I also found it interesting how dense the distribution of Big East power ratings were, aside from two outliers at the bottom, indicating that it's a very competitive conference.

In [36]:
conferences = cbb_df['CONF'].unique()
colors = ['#bebada', '#a6cee3', '#fdb462', '#1f78b4', '#fccde5', '#b2df8a', '#f1b6da', '#33a02c', '#543005', '#fb9a99', '#e31a1c','#fdbf6f', '#ff7f00', '#e7d4e8', '#bc80bd', '#cab2d6', '#6a3d9a','#ffff99', '#9970ab', '#f4a582', '#b15928', 
         '#8dd3c7', '#ffffb3', '#fb8072', '#67001f', '#d9d9d9', '#80b1d3', '#e31a1c', '#003c30', '#7fbc41', '#b3de69', '#ccebc5', '#ffed6f']


barthag_chart = alt.Chart(cbb_df, title="Distribution of College Basketball Teams' Power Rating by Conference").mark_boxplot(opacity=0.85).encode(
    x=alt.X("CONF", title="Conference"),
    y=alt.Y("BARTHAG:Q", title="Power Rating"),
    color=alt.Color('CONF:N', scale=alt.Scale(domain=conferences, range=colors), title='Conference Legend'),
)

barthag_chart

This box and whisker plot displays the distribution of teams' power rating for each conference in division 1 men's basketball. I chose this type of visualization to display the strength of each conference, indicated by the y-position of the box, and the competitiveness of each conference, indicated by the height of each box and whiskers. The colors are categorical, at least that was the intention. Neither colorgorical nor colorbrewer could accomodate the 33 conferences, so I did the best I could.

In [56]:
selection = alt.selection_point(fields=['CONF'], bind='legend')

cbb_scatter = alt.Chart(cbb_df, title='Wins vs.
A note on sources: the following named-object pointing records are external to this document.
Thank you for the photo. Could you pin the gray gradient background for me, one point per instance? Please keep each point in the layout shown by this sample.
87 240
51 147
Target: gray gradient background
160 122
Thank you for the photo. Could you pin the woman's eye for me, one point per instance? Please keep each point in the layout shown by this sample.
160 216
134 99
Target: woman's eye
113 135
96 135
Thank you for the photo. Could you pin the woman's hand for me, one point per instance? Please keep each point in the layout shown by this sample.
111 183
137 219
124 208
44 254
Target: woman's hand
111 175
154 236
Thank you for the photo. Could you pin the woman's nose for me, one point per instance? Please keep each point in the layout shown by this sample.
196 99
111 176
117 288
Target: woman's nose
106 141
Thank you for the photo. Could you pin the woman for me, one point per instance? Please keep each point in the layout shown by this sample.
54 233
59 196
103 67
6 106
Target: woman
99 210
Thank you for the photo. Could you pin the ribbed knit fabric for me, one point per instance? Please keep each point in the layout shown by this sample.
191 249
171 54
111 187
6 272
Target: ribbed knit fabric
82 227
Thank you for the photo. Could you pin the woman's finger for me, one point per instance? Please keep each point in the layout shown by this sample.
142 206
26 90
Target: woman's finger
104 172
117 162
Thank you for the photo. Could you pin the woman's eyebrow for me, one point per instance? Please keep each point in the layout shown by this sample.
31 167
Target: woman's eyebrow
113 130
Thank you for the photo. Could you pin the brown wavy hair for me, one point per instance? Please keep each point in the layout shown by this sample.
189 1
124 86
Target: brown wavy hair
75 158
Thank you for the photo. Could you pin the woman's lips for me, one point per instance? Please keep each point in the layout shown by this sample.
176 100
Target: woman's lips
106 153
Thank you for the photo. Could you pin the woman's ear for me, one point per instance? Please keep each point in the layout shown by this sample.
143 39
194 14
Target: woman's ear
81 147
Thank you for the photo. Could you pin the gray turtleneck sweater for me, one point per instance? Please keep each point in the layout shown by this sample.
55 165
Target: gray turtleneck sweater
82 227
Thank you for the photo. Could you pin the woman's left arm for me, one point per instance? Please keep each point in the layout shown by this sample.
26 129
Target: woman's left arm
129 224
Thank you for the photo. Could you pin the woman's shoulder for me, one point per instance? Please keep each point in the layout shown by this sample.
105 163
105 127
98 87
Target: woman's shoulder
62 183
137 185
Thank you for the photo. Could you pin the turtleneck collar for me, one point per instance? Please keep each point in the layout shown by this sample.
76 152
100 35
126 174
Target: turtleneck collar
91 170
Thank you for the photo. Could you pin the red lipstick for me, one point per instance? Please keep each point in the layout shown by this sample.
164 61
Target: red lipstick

Wins Above Bubble for D1 College Basketball Teams').mark_circle(size=30).encode(
    x=alt.X('W:Q',title='Wins'),
    y=alt.Y('WAB:Q', title='Wins Above Bubble (WAB)'),
    color=alt.Color("CONF", title='Conference Legend'),
    tooltip=['TEAM', 'RK', 'W', 'WAB'],
    opacity=alt.condition(selection, alt.value(1), alt.value(0.1))
).interactive().add_params(
    selection
)

cbb_scatter

This visualization is a scatter plot which displays wins versus wins above bubble for college basketball teams. Wins above bubble refers to the difference in how many wins a team had and how many (estimated) they would have need at a minimum to qualify for March Madness. Teams with a positive WAB (>0) qualified for the tournament, while those with a negative WAB fell short. The interactive features are as follows: a tool tip displaying the team name, their rank, their number of wins, and their WAB, a zoom feature, and an interactive legend that allows the viewer to select a conference to see how that conference's teams fared on this visualization. The interactive legend feature is crucial to allowing viewers to see how the tournament selection committee views the competition level of each conference. Teams from more competitive conferences may have fewer wins than those from less competitive conferences and yet still be selected to the tournament. 

In [72]:
cbb_heatmap = alt.Chart(cbb_df, title='Offensive and Defensive Efficiency Rating Effect on Team Ranking').mark_rect().encode(
    alt.Y('ADJDE:Q', title='Defensive Efficiency Rating').bin(maxbins=40),
    alt.X('ADJOE:Q', title='Offensive Efficiency Rating').bin(maxbins=40),
    alt.Color('RK:Q', title='Rank').scale(scheme='greenblue'), 
    tooltip = ['TEAM']
)

cbb_heatmap

This heatmap displays teams' offensive versus defensive ratings, with color indicating their national ranking. A higher offensive rating means more output on offense, while a lower defensive rating means a team performs well while defending. The color encoding has it such that a more favorable ranking (closer to 0) is lighter, well those less favorable are darker.